Recommendations for legislation
JLCAR staff identified nine pieces of legislation that would help clarify the law and rulemaking, including:
- The statute defines scholarship organization as a singular organization not plural organizations, and the statute is written as if there is one organization. (See RSA 194-F:1, XII and throughout.) Additionally, the Parent and Education Service Provider Advisory Commission appears to be one commission, not multiple commissions established by/for each scholarship organization.

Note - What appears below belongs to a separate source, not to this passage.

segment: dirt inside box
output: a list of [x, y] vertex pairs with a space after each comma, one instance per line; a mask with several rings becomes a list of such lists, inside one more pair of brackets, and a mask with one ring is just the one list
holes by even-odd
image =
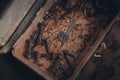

It is also unclear whether the provisions of RSA 91-A apply to the meetings of the Commission since it has been established by statute in RSA 194-F:5, I. The Board had in its initial, proposed interim rule proposal language to allow for multiple scholarship organizations and Commissions;
- The statute states EFA funds shall not constitute taxable income. (RSA 194-F:2, VI.) This may conflict with federal tax law;
- If the legislative intent was to allow for more than one scholarship organization, RSA 194-F:3, II. may need to be clarified as it requires “the” scholarship organization to develop a standard application, and if there is more than one scholarship organization, it is not clear whether the standardized form shall be the same across the organizations;
- The statute permits subcontracting for certain services and does not require approval to do so. See RSA 194-F:4, II., RSA 194-F:4, VI. (b), and RSA 194-F:4, X. If the contracts need Governor and Executive Council approval, the statute may need to be clarified;
- The statute does not address the role of the Board of Education, and oversight by the Department of Education is minimal. The initial, proposed interim rule did have some oversight to include review of applications and records retention policies. The conditional approval request removes all oversight. Additionally, RSA 194-F:4, XV grants rulemaking authority to the Department rather than the Board which is the authorized rulemaking authority pursuant to RSA 21-G:9, II(b). The roles of the two may need to be clarified (See generally RSA 194-F:4.) Further, the statute grants to the scholarship organization authority that is typically given to the executive agency and may represent an impermissible delegation of authority. RSA 541-A:22, III(e) states that an agency shall not by rule delegate its rulemaking authority to anyone other than the agency named in the statute. RSA 194-F:4, XV only grants the Department rulemaking authority necessary for the administration of the statute. The policies and procedures developed by the organization will not have the legal effect of administrative rules.
- There is no provision in the statute to require that the education service providers get a criminal background check and no stipulation that a negative background check will result in a bar from participation in the EFA program. If these are needed, the statute will need to be amended.
- The statute does not address any protections needed to keep confidential personal student information including health care information which the scholarship organization may have or obtain, and the conditional approval request removes the requirements to develop protocols to protect confidential student information. The statute may need to be clarified to provide parents and students protections when the scholarship organization has in its possession confidential student information.
- The program specifically bars payment for homeschooling and will need to be amended if the intent was to permit it. See RSA 194-F:2, IX.
- Scholarship organizations are approved by the Dept. of Revenue Administration pursuant to RSA 77-G:1, XVII(d) and RSA 77-G:5, II(a). There appears to be no clear authority to allow the Dept. of Education to suspend or remove a scholarship organization from participation in the EFA program, and certainly no authority to remove its designation as an approved scholarship organization under RSA 77-G. These issues need to be clarified in RSA 194-F.
The State Board of Education is expected to adopt the interim rules at its next meeting on Friday, August 27. If the rules are adopted, the Children’s Scholarship Fund may begin enrolling students.
Meanwhile, the Department and State Board must begin the regular rulemaking process immediately.